Rowan trees, with their pretty but sour red berries, grew around his house. In the middle of the lawn stood a pear tree that had never borne any fruit, and yet the gift of good fortune was locked in that very tree, in its invisible pears.
One night there was such a terrible storm that the stagecoach was lifted off the road and thrown into the ditch, “as if the heavy wagon were a rag”—so it had been described in the newspapers. The storm broke a great branch off the pear tree. This was taken into the workroom and cut up. The turner put a piece of pearwood on his lathe and made a pear. He did it for fun, and he made a whole family of pears, the smallest was no bigger than the nail on your little finger.

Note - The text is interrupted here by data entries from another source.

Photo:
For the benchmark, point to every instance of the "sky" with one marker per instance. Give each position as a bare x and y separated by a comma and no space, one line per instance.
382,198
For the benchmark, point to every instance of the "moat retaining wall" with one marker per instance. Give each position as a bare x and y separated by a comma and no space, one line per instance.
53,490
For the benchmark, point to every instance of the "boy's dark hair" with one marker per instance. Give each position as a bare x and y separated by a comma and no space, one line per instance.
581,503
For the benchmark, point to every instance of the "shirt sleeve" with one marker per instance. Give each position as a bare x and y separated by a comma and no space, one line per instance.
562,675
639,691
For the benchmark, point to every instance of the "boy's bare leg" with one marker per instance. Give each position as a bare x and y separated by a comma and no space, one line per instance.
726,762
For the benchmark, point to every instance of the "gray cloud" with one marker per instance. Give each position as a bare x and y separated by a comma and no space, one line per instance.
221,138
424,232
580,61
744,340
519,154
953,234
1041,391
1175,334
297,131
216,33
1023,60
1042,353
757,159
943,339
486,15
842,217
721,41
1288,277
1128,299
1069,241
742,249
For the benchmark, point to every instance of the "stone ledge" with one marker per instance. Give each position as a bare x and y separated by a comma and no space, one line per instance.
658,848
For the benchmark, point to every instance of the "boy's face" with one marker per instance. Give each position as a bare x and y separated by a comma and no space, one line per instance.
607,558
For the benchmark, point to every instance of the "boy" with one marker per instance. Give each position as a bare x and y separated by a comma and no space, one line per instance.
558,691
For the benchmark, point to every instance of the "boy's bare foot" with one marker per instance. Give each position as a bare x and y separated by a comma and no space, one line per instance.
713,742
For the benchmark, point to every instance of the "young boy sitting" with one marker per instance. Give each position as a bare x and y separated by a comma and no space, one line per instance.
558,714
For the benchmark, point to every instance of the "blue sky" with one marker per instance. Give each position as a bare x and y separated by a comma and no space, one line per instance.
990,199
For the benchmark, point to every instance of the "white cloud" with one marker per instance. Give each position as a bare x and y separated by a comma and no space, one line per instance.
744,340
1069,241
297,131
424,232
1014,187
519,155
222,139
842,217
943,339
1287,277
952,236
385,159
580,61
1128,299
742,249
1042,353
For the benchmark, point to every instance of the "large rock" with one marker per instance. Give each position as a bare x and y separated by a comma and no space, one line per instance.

“Now at last the pear tree has borne pears,” he said, and gave them to his children to play with.
An umbrella is a necessity in a wet country. The turner had only one for his whole family to use. Sometimes the wind turned it inside out and broke it, but the turner fixed it every time. The most irritating thing that happened—and it happened often—was that the little button that held the umbrella together when it was closed would break off.
One day when the button got lost, the turner looked all over the floor for it. He didn’t find it, but he did find the smallest of the wooden pears he had made.
“I can’t find the button,” he said. “Well then, this will do just as well.” He drilled a hole in the little wooden pear, sewed it on, slipped it through the little ring, and it worked even better than the button. Why, it was the best closing mechanism the umbrella had ever had!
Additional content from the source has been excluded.